## InfoSec Jupyterthon Day 2

---



# MSTICPy - Microsoft Threat Intelligence Center Jupyter & Python Security Tools

msticpy is a library for InfoSec investigation and hunting in Jupyter Notebooks. It includes functionality to:
- query log data from multiple sources
- enrich the data with Threat Intelligence, geolocations and Azure resource data
- extract Indicators of Activity (IoA) from logs and unpack encoded data
- perform sophisticated analysis such as anomalous session detection and time series decomposition
- visualize data using interactive timelines, process trees and multi-dimensional Morph Charts

It also includes some time-saving notebook tools such as widgets to set query time boundaries, select and display items from lists, and configure the notebook environment.

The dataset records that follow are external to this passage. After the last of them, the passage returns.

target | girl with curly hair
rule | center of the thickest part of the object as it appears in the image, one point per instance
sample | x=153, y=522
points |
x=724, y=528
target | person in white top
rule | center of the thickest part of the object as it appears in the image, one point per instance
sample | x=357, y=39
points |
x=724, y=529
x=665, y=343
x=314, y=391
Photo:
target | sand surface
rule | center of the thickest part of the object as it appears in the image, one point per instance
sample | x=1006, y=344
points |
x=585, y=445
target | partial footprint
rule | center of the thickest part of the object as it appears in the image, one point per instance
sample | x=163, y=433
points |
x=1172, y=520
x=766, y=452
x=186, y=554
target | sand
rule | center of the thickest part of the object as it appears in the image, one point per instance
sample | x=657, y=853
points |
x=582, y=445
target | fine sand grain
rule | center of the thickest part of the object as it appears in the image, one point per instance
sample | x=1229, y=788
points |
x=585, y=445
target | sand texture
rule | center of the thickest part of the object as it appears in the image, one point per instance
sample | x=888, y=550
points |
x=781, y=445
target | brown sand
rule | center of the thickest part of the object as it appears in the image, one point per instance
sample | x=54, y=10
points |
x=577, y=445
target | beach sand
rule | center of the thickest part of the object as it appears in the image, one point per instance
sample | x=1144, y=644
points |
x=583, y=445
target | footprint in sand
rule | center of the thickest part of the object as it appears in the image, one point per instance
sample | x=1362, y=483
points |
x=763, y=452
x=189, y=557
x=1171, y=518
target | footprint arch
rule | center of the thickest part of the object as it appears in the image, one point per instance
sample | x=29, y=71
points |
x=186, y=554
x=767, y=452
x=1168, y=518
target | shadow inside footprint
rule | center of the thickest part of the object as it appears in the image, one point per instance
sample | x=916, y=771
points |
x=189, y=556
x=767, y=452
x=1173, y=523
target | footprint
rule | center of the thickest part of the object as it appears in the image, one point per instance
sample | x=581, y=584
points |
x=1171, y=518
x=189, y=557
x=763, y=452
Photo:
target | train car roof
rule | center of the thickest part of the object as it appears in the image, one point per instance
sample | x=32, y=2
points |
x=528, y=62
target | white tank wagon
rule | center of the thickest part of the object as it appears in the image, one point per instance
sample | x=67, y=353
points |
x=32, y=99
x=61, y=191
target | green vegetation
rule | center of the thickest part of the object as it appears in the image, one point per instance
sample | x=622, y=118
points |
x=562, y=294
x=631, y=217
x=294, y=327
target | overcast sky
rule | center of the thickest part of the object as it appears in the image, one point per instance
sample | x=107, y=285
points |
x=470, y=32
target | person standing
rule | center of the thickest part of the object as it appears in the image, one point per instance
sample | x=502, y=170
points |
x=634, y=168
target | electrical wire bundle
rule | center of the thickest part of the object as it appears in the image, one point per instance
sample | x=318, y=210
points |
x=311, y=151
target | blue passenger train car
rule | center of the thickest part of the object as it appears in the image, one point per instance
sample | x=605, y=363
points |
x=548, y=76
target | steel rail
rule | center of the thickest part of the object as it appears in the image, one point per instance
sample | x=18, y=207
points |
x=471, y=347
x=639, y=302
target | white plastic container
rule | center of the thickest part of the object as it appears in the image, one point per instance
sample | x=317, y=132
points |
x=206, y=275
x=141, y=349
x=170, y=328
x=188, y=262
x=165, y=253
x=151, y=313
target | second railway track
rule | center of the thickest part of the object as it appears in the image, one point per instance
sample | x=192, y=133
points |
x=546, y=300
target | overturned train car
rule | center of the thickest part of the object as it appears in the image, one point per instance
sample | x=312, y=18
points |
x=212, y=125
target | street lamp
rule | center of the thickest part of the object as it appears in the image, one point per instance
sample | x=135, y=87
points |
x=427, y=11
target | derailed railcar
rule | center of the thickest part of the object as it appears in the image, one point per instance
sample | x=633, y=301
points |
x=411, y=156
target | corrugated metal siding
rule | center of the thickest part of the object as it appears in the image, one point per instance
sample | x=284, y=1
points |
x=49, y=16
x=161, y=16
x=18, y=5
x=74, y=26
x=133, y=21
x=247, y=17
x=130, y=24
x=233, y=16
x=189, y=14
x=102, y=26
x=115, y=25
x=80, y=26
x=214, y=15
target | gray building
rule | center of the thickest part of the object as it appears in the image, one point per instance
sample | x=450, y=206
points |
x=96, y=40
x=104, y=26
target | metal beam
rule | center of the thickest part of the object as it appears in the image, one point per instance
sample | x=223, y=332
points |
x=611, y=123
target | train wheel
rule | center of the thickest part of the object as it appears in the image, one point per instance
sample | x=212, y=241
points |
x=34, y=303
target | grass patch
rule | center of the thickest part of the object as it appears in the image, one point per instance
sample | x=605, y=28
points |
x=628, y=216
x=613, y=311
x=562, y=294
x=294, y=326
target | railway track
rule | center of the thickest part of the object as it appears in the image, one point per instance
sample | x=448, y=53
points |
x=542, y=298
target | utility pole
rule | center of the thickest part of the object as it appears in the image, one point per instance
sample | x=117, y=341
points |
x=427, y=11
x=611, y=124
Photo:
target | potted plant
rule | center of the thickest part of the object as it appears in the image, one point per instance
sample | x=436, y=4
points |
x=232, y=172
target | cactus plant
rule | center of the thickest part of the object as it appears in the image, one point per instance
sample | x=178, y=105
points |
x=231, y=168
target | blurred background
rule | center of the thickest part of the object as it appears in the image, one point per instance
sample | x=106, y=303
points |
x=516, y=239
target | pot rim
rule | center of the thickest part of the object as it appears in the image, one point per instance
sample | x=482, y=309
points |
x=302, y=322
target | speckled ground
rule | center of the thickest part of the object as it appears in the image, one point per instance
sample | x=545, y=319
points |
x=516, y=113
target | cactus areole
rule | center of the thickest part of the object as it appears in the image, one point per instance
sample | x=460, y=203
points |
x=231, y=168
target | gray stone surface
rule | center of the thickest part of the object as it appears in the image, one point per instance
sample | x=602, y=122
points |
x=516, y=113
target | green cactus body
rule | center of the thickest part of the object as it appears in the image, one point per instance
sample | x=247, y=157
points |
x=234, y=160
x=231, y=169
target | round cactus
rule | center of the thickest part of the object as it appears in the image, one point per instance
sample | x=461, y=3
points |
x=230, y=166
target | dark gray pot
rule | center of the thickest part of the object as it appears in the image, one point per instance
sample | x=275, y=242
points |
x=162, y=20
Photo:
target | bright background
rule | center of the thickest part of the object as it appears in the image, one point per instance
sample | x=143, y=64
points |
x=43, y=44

Source Code: https://github.com/microsoft/msticpy
Python Package: https://pypi.org/project/msticpy/#:~:text=Microsoft%20Threat%20Intelligence%20Python%20Security%20Tools.%20msticpy%20is,functionality%20to%3A%20query%20log%20data%20from%20multiple%20sources
Docs: https://msticpy.readthedocs.io/en/latest/

Contents
- The basics 
- MSTICPy Widgets [Pete]
- Query providers revisited [Ian, Pete]
- Threat intelligence [Ian, Ashwin] 
- Other enrichment
- Pivot functions
- Query customization
- Notebooklets - notebook macros|
- VirusTotal Detonation browsing - Preview Feature
- MSTICPy Hack month


---
## Basics - installing and configuring
To use any library in Python you first need to install the pacakge and import it.
There are several ways to do this depending on how you want to access the library, however the simplest and easiest is using pip. [Pip](https://pypi.org/project/pip/) is the pacakge installer for Python and makes finding and installing Python pacakges simple.
You can use pip to install packages via the command line, or if you are using a notebook, directly in a notebook cell. Azure ML compute come with Pip installed already but if you are running your notebook elsewhere you may need to install pip first.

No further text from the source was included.